Measures of Dispersion

POLS3316, Instructor: Tom Hanna, Fall 2023, University of Houston

2023-09-27

Plan for today

Lecture, Discussion, a little bit of code + A short overview of scalars, vectors, matrices + Some practice computing the measures so far + More on Standard Deviation and Variance + Percentiles, Deciles, Quartiles, Ranges

Data sets for those who needed help (and others)

          - I'll post several to Canvas with topics
          - Pick one and use it

Measures of Dispersion Continued

Yesterday we covered variance in detail and I told you that standard deviation is the square root of variance. Why do we care?

Example

Two companies with the same mean salary - $70,000.
Company A has a variance of 2,500.
Company B has a variance of 250,000.

Example: Assumptions:

In most companies entry level workers with no seniority are paid the least and workers with the most seniority are paid the most.
You have the same chance of getting hired at Company A or Company B
Salaries are normally distributed

As a new college graduate with interviews at both companies on the same, which is more appealing?

The distributions: code

#Simulating data for company A and B from the mean and standard deviation
set.seed(7385)
A <- rnorm(n=10000, mean=70000, sd=50)
B <- rnorm(n=10000, mean=70000, sd=500)

A_mean<-mean(A)
stdA<-sqrt(var(A))
B_mean<-mean(B)
stdB<-sqrt(var(B))

hist(A, density=20, prob=TRUE,
main="Histogram with normal curve", col = "lightblue") 
curve(dnorm(x, mean=A_mean, sd=stdA), col = "blue", add=TRUE)
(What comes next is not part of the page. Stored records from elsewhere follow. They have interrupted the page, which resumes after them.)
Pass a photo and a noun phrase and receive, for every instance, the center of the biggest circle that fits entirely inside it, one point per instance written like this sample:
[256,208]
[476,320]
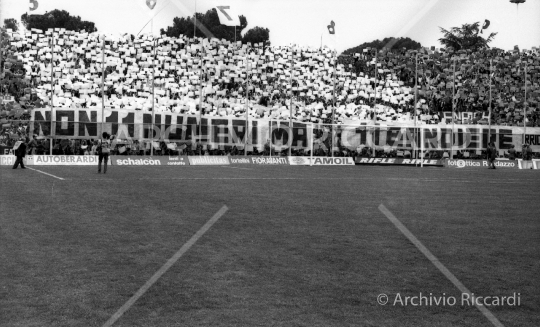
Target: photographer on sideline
[20,153]
[103,151]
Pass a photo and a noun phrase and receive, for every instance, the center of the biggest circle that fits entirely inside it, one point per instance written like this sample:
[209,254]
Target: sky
[304,22]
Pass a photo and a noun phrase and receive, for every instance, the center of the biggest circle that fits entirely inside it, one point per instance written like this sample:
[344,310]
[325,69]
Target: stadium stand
[367,85]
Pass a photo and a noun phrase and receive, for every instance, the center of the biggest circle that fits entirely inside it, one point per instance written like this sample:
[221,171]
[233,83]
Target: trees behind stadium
[57,19]
[210,21]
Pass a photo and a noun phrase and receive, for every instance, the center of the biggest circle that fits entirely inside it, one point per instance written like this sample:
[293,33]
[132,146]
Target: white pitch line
[236,167]
[438,264]
[39,171]
[166,266]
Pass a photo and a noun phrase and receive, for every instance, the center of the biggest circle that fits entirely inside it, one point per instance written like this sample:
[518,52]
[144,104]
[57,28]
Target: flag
[35,7]
[332,37]
[151,4]
[485,26]
[332,28]
[227,16]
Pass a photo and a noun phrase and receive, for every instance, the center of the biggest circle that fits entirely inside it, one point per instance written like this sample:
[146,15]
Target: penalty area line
[451,277]
[166,266]
[39,171]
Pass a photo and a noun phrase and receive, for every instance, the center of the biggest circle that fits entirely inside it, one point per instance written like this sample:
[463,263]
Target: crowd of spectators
[372,85]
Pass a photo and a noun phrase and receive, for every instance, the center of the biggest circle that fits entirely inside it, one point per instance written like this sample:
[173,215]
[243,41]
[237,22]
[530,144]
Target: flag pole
[247,107]
[453,107]
[311,145]
[201,76]
[195,20]
[153,100]
[490,73]
[333,105]
[102,83]
[375,103]
[52,95]
[415,103]
[290,106]
[525,106]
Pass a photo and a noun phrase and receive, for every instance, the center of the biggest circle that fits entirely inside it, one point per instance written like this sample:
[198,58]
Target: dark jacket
[21,150]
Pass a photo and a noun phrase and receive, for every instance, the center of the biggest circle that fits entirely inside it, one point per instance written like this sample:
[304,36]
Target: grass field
[298,246]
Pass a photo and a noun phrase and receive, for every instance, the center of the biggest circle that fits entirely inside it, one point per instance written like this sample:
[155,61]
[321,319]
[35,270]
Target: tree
[57,19]
[257,35]
[388,43]
[208,22]
[466,37]
[12,24]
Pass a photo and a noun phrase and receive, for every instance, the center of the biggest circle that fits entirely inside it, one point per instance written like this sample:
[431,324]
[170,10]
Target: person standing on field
[20,153]
[492,155]
[104,149]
hist(B, density=20, prob=TRUE, col = "red") 
curve(dnorm(x, mean=B_mean, sd=stdB), col = "red", add=TRUE)

The distributions: code 2

The issue?

The variance vastly overstates the difference
Why? Because in variance the units are squared

The answer

By taking the square root of the variance, we get back to the original unit of measure. So, in the example:

Company A has a standard deviation of 50.

Company B has a standard deviation of 500.

The answer

One standard deviation from the mean is $69,950 at Company A.
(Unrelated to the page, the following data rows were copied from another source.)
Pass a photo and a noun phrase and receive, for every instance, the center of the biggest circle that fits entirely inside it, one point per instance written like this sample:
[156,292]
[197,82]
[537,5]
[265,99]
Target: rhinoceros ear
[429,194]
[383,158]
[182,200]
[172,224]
One standard deviation from the mean is $69,500 at Company B.

The answer

Because of some rules we’ll discuss more later, 99.7% of employees are within 3 standard deviations of the mean.

So, 99.7% of Company A employees make between $69,850 and $70,150 a year.

99.7% of Company B employees make between $68,500 and $71,500 a year.

So, you probably better look hard at things besides salary because there isn’t that much difference after all.

Other Measures

Here are a few other measures you should be aware of both for the midterm and final tests and because they are commonly used:

Quartiles: divides data into four chunks
Deciles: divides into 10 chunks
Percentiles: divides into 100 chunks
Interquartile Range: Between the 1st and 3rd quartiles
Minimum
Maximum
Range: Between the minimum and the maximum

Examples: Quartiles without code

Company A


======================================================
0%            25%        50%        75%        100%   
------------------------------------------------------
69,805.630 69,965.440 69,999.740 70,033.350 70,205.860
------------------------------------------------------

median A

[1] 69999.75

Company B


======================================================
0%            25%        50%        75%        100%   
------------------------------------------------------
67,958.840 69,664.430 70,005.900 70,346.460 71,966.900
------------------------------------------------------

median B

[1] 70005.9

Examples: Quartiles with code

library(stargazer) # load stargazer to make the output neater
cat('Company A') #This just prints "Company A"

Company A

stargazer(quantile(A), type = "text") #without stargazer, quantile(A) produce the same results but not as neat


======================================================
0%            25%        50%        75%        100%   
------------------------------------------------------
69,805.630 69,965.440 69,999.740 70,033.350 70,205.860
------------------------------------------------------

cat('median A') #this just prints "median A"

median A

median(A) #this actually prints the median of A

[1] 69999.75

Examples: Quartiles with code (continued)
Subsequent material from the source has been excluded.